The existence of a company is regulated by the Government right from its incorporation till it’s winding up. As a result, the shareholders will enjoy the benefits of not being cheated by the company. The interests of the shareholders would be well protected.

Limitations:

The Joint Stock Companies, however, are not free from drawbacks which are as follows:

1. Excessive legal formalities:

The excessive legal formalities to be followed from inception till liquidation makes it very difficult and time consuming for the management of companies.

2. Separation of ownership and control:

As the shareholders do not take part in the day to day affairs of the company activities, the management may not carry out the activities in an efficient manner.

3. Absence of personal touch:

The transaction of the public with company would be restricted to the employees of a company and the owners may not have direct contact with the public. This may not help a company in establishing good relationship with the public.

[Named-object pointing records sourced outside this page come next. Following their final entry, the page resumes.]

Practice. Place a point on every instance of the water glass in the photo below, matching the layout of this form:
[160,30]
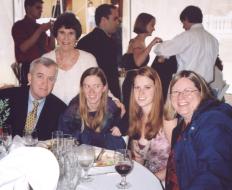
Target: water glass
[3,151]
[57,143]
[71,172]
[6,136]
[30,137]
[85,158]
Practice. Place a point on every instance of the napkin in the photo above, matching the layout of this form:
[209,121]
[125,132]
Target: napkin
[29,165]
[16,143]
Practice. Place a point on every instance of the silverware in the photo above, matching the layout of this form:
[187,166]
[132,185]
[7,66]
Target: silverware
[102,173]
[100,154]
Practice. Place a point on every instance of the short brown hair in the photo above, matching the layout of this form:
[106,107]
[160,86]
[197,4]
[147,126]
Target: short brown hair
[31,3]
[69,21]
[199,83]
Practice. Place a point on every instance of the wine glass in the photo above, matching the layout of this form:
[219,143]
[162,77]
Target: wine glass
[85,160]
[6,136]
[30,137]
[123,165]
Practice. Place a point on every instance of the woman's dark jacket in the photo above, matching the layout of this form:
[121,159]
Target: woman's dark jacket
[203,155]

4. Red-tapism and delay in decision making:

There are chances of delay in decision-making because of excessive formalities and urgent matters may not be attended to immediately.

5. Disunity in management:

There may be disunity among shareholders and Directors of companies. Personal conflicts may affect business operations as a result of disunity among members.

6. Reckless speculation:

As the shares of companies can be easily sold or bought, this will increase unnecessary and reckless speculation in the stock market and if the share value decreases in the market, the image of the company goes down in the eyes of public.

7. Neglect of minority interests:

If the decisions of a majority of shareholders influence the company’s operations, the interests of the minorities would not be considered by the company. This is against the democratic principles.

8. Greater chance of fraud:

As the shareholders are not directly involved in the affairs of a company the representatives may indulge in fraudulent activities in their own selfish interests.